Investors sue Maine over commercial solar farm law
By Ethan Andrews, Bangor Daily News Staff
Investors behind 111 solar energy farms in Maine filed a lawsuit on Nov. 24 against the state over a law that will place new fees and restrictions on commercial solar developments at the start of 2026.
The lawsuit, filed in federal court in the District of Maine, claims that the state encouraged new solar power developments to meet its climate goals starting in 2018 when it adopted net energy billing, but has now changed the terms after the developers have made their investments and “cannot respond to Maine’s reversal by taking their [solar farms] elsewhere.”
“When a state retroactively changes the rules on projects already operating and serving customers, it tells investors, lenders, and developers that the state cannot be trusted to provide a reliable, rational business climate for future investment,” said Jeff Cramer, president and CEO of the Coalition for Community Solar Access, a national trade association, in a press release announcing the lawsuit.
The 111 plaintiffs are subsidiaries of 11 investors that own solar farms in Maine: Altus Power, Catalyze Holdings, CleanCapital Holdings, EDPR NA Distributed Generation, Luminace Holdings, Nautilus US Power Holdco, Nexamp, Renewable Energy Alternatives, REA Investments, Summit Ridge Energy and Syncarpha Capital
They use net energy billing to effectively sell the electricity they generate through a credit system.
In the lawsuit, which names the Maine Public Utilities Commission and three of its members as defendants, the developers credit net energy billing with transforming Maine’s solar power generation from “a rounding error on the state’s electricity supply” to powering more than 340,000 homes today, which entailed $1 billion in investments from the developers.
But changes under LD 1777, which was signed into law in June and enacts its first major changes at the start of 2026, violate the developers’ constitutional protections for contracts and property, the lawsuit says.
LD 1777’s sponsor, Rep.
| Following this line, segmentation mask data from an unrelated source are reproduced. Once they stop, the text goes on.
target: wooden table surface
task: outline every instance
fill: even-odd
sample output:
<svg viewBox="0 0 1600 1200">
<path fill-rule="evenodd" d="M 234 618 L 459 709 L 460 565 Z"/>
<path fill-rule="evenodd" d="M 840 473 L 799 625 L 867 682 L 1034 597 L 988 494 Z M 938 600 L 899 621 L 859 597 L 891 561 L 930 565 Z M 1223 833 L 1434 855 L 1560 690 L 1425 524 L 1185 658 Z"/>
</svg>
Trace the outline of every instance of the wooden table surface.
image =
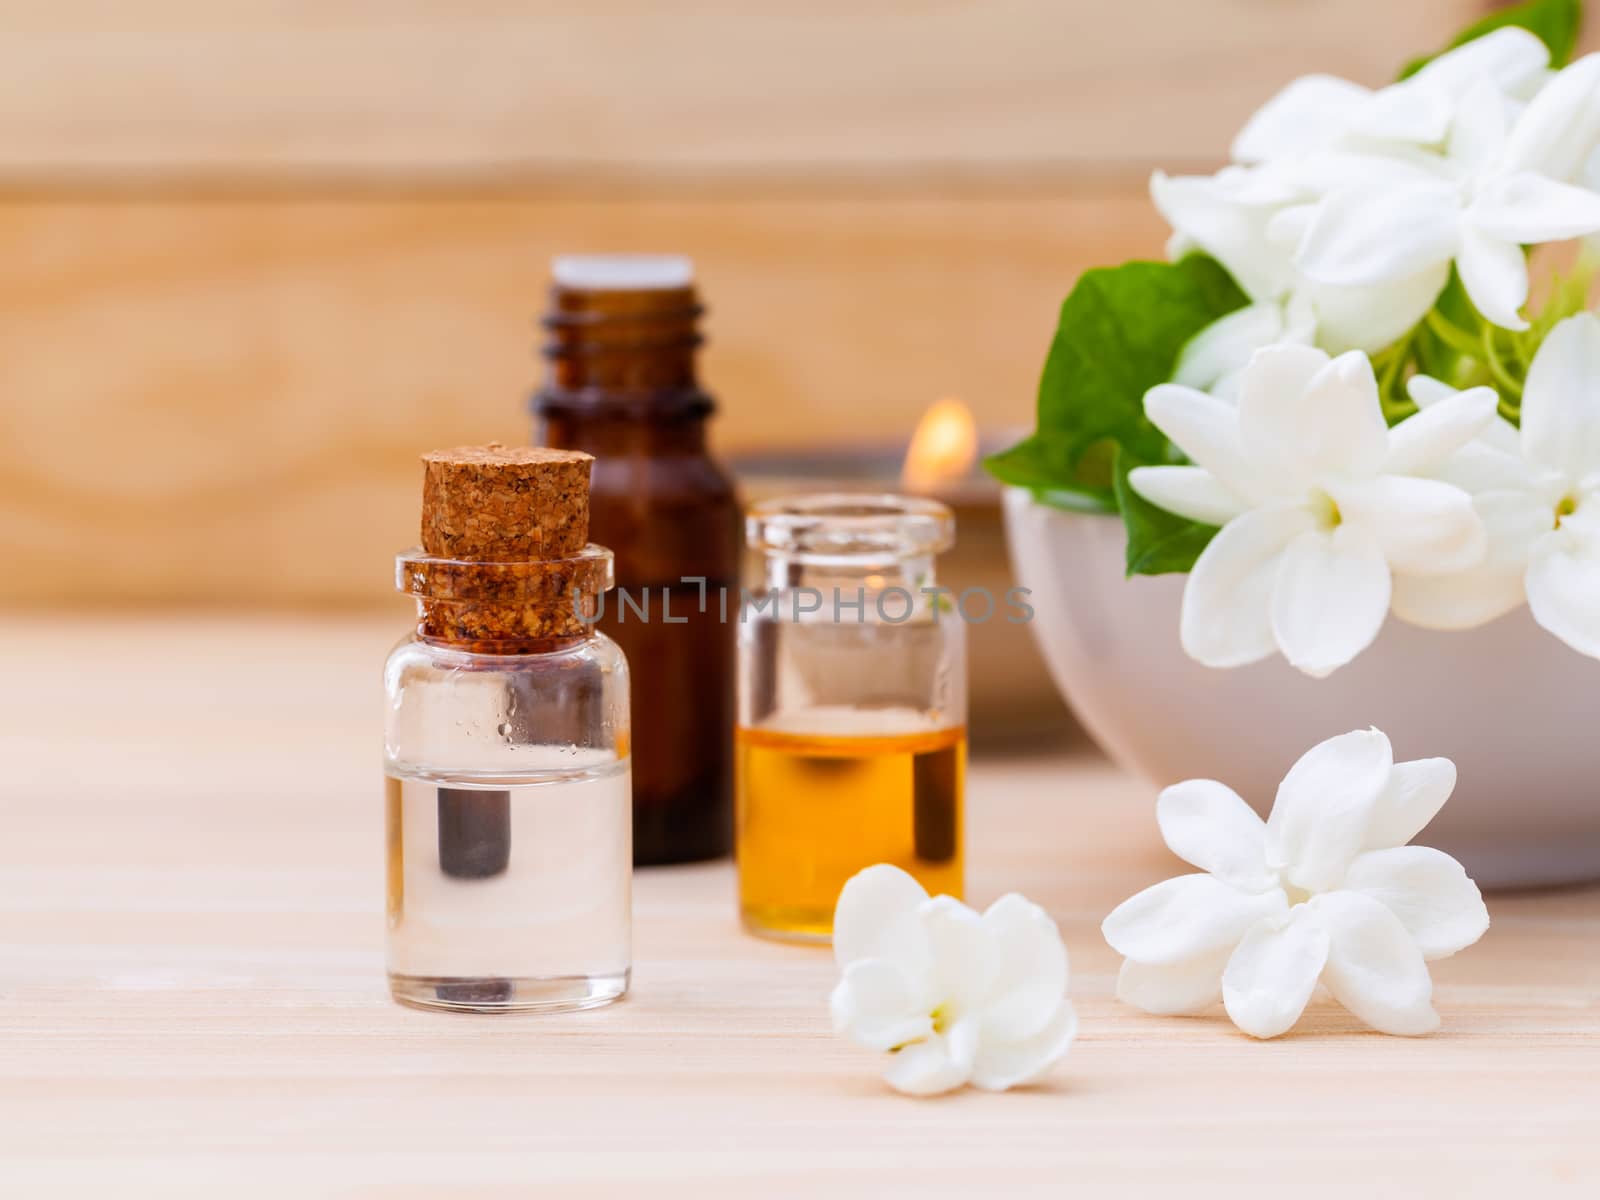
<svg viewBox="0 0 1600 1200">
<path fill-rule="evenodd" d="M 1600 889 L 1497 895 L 1442 1033 L 1328 1004 L 1253 1042 L 1116 1003 L 1098 926 L 1172 873 L 1151 789 L 977 758 L 970 898 L 1060 922 L 1046 1086 L 889 1092 L 826 951 L 743 935 L 727 863 L 640 873 L 626 1002 L 385 992 L 365 619 L 0 621 L 0 1195 L 1594 1196 Z M 1372 1187 L 1374 1180 L 1382 1186 Z"/>
</svg>

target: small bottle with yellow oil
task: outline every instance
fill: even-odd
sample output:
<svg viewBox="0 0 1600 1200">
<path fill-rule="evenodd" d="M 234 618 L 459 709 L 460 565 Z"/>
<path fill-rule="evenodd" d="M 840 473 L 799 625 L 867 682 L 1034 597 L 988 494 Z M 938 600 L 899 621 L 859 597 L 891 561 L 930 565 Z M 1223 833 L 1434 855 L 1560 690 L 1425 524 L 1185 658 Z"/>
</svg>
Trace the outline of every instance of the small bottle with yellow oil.
<svg viewBox="0 0 1600 1200">
<path fill-rule="evenodd" d="M 845 881 L 888 862 L 963 890 L 965 628 L 932 500 L 822 495 L 751 509 L 763 576 L 739 606 L 736 849 L 745 928 L 826 941 Z"/>
</svg>

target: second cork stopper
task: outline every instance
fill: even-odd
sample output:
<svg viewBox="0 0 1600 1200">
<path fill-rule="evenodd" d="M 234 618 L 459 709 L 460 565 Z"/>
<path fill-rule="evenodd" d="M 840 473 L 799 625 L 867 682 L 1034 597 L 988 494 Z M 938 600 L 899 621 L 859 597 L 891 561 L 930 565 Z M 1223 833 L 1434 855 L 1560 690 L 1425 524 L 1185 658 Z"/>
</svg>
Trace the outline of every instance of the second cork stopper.
<svg viewBox="0 0 1600 1200">
<path fill-rule="evenodd" d="M 589 540 L 591 455 L 460 446 L 422 456 L 422 548 L 468 562 L 548 562 Z"/>
</svg>

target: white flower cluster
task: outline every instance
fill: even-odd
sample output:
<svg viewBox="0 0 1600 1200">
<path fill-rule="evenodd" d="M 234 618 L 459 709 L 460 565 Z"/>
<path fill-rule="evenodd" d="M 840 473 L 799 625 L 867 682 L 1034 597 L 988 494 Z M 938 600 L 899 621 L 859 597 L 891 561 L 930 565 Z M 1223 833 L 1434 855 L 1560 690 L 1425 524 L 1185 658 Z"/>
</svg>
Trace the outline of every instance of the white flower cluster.
<svg viewBox="0 0 1600 1200">
<path fill-rule="evenodd" d="M 1222 527 L 1184 593 L 1198 661 L 1281 652 L 1322 676 L 1391 609 L 1462 629 L 1524 600 L 1600 658 L 1600 320 L 1545 336 L 1520 429 L 1493 388 L 1423 375 L 1408 384 L 1420 411 L 1387 428 L 1367 358 L 1429 314 L 1452 264 L 1483 319 L 1528 328 L 1523 247 L 1600 231 L 1600 54 L 1560 72 L 1548 58 L 1504 28 L 1377 91 L 1310 76 L 1251 119 L 1234 165 L 1155 177 L 1178 249 L 1219 260 L 1254 301 L 1145 397 L 1194 465 L 1130 476 Z"/>
<path fill-rule="evenodd" d="M 1526 328 L 1522 247 L 1600 231 L 1600 55 L 1549 60 L 1507 27 L 1377 90 L 1307 76 L 1250 119 L 1230 166 L 1157 173 L 1172 252 L 1203 250 L 1253 302 L 1190 344 L 1175 381 L 1229 394 L 1276 342 L 1380 350 L 1452 263 L 1485 318 Z"/>
<path fill-rule="evenodd" d="M 1117 996 L 1171 1016 L 1220 1001 L 1245 1033 L 1271 1038 L 1322 989 L 1374 1029 L 1431 1033 L 1428 963 L 1489 928 L 1461 864 L 1408 845 L 1455 784 L 1449 759 L 1395 762 L 1367 729 L 1302 755 L 1266 821 L 1214 780 L 1167 788 L 1161 835 L 1200 871 L 1106 917 L 1125 958 Z M 908 1095 L 1037 1083 L 1077 1033 L 1060 931 L 1022 896 L 980 915 L 879 863 L 839 893 L 833 951 L 834 1031 L 887 1055 L 885 1081 Z"/>
</svg>

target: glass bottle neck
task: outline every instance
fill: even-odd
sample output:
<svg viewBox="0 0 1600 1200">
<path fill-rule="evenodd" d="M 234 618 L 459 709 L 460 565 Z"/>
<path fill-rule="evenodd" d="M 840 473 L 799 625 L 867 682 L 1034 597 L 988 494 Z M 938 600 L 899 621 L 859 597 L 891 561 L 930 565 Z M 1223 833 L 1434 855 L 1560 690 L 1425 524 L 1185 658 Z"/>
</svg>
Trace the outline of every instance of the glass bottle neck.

Sophie Warren, D-Scarborough, testifying in May, called net energy billing “a program that has achieved much, but that now needs recalibration.”
Net energy billing is tied to the standard offer rate, which was fine when it was enacted, Warren said, but unexpected volatility in the market since then has “translated into unexpectedly high returns” for solar farm developers, “placing an unnecessary burden on nonparticipating ratepayers.”
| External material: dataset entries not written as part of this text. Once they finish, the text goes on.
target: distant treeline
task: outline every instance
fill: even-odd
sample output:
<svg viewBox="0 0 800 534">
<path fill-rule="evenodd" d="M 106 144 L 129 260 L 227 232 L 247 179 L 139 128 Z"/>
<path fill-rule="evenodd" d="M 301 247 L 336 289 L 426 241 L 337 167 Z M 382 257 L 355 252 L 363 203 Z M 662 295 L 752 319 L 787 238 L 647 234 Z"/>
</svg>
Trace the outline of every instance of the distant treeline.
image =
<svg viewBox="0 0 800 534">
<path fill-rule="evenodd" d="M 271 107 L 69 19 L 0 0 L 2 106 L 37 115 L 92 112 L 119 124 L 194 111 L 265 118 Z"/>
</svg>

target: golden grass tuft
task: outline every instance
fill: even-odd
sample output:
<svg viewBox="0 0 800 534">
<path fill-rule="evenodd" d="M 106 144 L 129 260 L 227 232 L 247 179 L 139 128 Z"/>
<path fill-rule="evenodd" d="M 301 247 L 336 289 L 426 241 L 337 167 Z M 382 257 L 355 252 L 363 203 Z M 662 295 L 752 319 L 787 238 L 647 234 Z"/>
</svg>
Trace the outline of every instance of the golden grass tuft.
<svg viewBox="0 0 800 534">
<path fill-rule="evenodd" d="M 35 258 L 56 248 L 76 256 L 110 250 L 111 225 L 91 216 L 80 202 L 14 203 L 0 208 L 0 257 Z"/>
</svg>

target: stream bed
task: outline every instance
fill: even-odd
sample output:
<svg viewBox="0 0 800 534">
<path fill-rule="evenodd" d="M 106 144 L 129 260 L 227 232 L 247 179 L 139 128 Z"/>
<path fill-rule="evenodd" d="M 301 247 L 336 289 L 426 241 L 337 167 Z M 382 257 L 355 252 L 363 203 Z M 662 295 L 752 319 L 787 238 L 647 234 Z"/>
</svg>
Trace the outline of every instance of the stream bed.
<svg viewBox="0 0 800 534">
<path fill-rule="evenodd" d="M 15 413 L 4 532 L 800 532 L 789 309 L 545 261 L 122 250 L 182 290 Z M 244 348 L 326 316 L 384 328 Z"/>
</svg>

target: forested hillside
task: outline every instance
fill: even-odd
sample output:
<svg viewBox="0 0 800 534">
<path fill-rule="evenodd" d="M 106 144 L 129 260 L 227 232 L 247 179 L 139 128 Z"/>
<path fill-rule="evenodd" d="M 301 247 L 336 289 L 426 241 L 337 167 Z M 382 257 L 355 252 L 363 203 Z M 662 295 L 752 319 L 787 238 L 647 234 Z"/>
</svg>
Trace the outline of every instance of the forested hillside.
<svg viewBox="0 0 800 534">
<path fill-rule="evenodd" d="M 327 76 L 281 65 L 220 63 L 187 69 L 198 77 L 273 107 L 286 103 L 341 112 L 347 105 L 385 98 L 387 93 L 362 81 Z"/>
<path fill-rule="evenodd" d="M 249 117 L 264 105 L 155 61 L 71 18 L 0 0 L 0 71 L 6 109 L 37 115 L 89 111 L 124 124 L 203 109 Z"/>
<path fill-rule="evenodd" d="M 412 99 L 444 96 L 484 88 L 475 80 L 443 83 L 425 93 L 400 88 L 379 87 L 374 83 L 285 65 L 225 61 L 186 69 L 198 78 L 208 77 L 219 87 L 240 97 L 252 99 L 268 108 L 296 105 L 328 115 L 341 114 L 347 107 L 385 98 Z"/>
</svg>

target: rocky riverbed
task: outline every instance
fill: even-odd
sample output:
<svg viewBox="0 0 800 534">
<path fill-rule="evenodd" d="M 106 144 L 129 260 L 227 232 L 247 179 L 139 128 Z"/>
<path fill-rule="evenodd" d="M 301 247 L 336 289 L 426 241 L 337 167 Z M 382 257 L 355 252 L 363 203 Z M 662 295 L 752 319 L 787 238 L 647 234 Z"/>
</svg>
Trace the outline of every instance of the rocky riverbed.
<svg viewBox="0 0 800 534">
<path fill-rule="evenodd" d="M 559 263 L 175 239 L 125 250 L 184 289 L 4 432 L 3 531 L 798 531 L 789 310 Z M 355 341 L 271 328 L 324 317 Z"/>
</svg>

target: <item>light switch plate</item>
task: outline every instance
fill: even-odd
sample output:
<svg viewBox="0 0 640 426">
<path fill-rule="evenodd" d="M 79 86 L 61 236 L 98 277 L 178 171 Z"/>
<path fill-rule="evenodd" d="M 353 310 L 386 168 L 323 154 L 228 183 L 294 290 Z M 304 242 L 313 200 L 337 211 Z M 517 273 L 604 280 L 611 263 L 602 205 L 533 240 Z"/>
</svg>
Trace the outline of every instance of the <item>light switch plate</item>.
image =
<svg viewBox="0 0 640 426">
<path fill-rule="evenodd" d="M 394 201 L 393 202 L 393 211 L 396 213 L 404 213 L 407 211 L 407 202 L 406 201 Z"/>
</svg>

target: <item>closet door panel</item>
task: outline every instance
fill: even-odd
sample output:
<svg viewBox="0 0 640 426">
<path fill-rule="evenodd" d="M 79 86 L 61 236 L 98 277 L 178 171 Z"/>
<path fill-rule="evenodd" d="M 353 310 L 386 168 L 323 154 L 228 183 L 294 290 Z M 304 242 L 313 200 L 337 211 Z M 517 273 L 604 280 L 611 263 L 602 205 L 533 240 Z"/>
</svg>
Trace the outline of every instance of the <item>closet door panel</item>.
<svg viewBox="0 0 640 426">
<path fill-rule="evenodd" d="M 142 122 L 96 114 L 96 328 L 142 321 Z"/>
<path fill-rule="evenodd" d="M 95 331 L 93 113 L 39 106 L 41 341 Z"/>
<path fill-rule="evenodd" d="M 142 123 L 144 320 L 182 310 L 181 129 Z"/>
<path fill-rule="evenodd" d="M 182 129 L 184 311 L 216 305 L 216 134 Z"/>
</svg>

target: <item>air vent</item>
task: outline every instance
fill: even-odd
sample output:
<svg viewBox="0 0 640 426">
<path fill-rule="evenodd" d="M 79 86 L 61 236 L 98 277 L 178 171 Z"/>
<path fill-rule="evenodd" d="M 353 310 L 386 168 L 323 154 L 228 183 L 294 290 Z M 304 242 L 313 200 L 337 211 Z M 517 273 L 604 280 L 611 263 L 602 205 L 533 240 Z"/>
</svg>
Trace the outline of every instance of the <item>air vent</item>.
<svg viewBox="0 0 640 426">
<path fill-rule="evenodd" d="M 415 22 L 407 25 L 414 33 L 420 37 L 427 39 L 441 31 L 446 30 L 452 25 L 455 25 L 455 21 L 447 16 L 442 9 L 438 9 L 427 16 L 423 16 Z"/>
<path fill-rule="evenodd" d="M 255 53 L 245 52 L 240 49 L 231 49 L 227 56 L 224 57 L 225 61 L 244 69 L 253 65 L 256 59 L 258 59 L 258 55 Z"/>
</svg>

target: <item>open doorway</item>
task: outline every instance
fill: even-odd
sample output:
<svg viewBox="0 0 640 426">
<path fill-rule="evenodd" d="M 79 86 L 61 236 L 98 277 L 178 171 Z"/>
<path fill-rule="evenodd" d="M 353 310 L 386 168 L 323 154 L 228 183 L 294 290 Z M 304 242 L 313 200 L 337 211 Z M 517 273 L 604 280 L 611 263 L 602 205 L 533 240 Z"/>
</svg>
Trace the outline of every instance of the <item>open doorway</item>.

The bill “closes loopholes that have allowed windfall profits to accrue at public expense,” Warren said.
At the start of 2026, the law will effectively block any new commercial developments that use net energy billing — sometimes called “community solar” — such as the ones operated by the plaintiffs, from being built, by barring their ability to make contracts with electricity distributors, like Central Maine Power and Versant Power.
Additionally it will enact a tiered system of tariffs for commercial solar farms rated to generate more than 1 megawatt, with a higher rate for those between 3 and 5 megawatts.
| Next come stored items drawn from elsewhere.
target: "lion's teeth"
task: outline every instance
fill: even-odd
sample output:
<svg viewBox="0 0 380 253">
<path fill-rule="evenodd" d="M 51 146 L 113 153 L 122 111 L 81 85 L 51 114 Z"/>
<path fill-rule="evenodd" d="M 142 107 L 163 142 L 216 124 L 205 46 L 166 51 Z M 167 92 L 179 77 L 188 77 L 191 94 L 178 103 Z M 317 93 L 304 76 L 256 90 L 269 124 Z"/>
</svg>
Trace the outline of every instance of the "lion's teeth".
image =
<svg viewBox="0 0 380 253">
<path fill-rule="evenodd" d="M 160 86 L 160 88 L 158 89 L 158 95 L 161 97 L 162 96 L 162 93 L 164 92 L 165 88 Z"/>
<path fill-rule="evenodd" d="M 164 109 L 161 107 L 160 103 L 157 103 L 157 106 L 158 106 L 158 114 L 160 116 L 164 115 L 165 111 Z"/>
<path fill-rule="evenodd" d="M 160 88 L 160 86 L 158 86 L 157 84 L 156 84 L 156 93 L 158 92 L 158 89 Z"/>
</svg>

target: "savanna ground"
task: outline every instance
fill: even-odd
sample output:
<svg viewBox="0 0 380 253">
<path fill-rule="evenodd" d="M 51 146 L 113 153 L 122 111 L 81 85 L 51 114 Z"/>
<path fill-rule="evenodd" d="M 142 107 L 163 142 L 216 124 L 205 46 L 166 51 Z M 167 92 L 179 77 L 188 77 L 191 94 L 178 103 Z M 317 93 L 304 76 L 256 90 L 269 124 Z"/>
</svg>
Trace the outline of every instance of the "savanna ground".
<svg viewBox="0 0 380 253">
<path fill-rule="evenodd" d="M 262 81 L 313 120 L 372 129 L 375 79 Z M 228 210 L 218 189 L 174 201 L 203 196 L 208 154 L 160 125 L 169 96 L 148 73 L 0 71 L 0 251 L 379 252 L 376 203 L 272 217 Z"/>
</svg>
The additional charges would cost the solar farm owners $2,800 a month for a 1 megawatt facility and $30,000 per month for 5 megawatts, according to the developers’ lawsuit.
Most solar farms in Maine are rated for 5 megawatts or less.
The new law does not apply to residential customers who use net energy billing, such as homeowners who offset their electric bill by using solar panels that are tied to the grid.